Of course, the nearby “premier mountain resort communities” of Avon and Edwards have allowed dispensaries, so spliff relief will only be a 10- or 15-minute drive west on I-70. And for those ski vacationers who base their travel decisions on such things, Vail rival Aspen and much of surrounding Pitkin County have also allowed dispensaries.

It’s possible, though, that Vail Police Chief Henninger was just trying to avoid the regulatory mess faced by Summit County Sheriff John Minor, who has seen seven out of 10 warrants served for grow operations in the past six months turn out to be for legal agricultural endeavors.

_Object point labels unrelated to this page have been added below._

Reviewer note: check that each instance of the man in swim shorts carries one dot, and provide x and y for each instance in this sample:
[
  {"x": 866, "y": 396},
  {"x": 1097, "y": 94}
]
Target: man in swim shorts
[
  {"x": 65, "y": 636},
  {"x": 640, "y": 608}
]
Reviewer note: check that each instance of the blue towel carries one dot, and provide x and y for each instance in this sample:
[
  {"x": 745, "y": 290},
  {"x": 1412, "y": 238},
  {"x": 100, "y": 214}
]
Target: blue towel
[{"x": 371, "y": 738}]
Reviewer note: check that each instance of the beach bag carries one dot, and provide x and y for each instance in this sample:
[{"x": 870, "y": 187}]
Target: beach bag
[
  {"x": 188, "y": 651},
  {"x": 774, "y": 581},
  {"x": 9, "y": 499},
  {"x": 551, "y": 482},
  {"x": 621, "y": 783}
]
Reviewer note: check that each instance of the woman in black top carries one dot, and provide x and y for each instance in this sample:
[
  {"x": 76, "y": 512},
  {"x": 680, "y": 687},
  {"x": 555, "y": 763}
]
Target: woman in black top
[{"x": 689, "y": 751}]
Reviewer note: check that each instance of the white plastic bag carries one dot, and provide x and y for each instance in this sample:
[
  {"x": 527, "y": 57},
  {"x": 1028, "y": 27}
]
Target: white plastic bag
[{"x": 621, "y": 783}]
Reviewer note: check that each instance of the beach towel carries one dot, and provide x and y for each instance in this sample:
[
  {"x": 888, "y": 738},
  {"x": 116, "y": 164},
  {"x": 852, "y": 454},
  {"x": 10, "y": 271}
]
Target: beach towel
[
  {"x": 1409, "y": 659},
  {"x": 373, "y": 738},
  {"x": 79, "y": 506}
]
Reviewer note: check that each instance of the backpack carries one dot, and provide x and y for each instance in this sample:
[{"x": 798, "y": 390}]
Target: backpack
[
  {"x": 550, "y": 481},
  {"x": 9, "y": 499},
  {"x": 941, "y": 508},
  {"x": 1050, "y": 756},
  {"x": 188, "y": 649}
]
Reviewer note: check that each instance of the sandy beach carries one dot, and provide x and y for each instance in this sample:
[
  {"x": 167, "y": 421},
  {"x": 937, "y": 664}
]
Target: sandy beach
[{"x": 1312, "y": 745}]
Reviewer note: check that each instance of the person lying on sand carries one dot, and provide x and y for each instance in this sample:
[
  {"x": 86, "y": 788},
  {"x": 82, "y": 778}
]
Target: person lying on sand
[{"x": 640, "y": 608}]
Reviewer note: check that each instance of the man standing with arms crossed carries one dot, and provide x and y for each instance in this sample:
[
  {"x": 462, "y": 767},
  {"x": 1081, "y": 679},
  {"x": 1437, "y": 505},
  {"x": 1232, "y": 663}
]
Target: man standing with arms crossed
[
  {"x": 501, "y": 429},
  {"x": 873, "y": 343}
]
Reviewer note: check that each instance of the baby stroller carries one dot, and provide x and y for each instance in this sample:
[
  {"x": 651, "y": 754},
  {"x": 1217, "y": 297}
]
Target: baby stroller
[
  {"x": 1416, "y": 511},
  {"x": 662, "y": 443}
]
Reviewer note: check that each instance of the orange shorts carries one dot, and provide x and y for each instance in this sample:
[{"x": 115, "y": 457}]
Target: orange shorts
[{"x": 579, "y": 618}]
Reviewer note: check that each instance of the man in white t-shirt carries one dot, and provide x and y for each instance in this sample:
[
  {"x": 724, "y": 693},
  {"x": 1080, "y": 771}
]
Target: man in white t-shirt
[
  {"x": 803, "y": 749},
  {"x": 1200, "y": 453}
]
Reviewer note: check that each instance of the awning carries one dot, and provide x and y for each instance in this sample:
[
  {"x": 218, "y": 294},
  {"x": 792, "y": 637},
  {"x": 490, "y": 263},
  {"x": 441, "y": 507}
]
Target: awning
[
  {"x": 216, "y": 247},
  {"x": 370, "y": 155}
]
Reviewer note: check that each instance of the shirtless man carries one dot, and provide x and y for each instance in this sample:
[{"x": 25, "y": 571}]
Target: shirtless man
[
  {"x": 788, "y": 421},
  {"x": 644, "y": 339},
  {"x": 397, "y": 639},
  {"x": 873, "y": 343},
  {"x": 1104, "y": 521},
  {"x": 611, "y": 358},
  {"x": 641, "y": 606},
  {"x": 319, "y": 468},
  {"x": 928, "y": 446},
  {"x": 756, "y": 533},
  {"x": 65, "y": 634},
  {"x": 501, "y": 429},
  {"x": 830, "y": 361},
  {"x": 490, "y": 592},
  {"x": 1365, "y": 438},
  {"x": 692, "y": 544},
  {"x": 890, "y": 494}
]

Minor told the Summit Daily News the state doesn’t notify local law enforcement of who’s legal, requiring cops to serve warrants and then sort through paper work. That’s meant some embarrassing situations for police, including one incident in which the cops confiscated pot plants and lovingly watered them at the station to keep them alive until the grower’s legal status could be confirmed. Failing to do so could have meant a hefty lawsuit, with plants valued at $5,000 a pop.

State Rep. Christine Scanlan, D-Dillon, said she sympathizes with the sheriff but doubt the state legislature will tackle the problem and pass a bill mandating better state regulation, largely because of the down economy and lack of funds for such a bureaucracy. Minor said he doubts there’s political will in an election year.

“I don’t even know if (the legislature) will touch this in 2010 simply because it’s an election year, and politics has a strange way” of affecting such matters, he told the paper.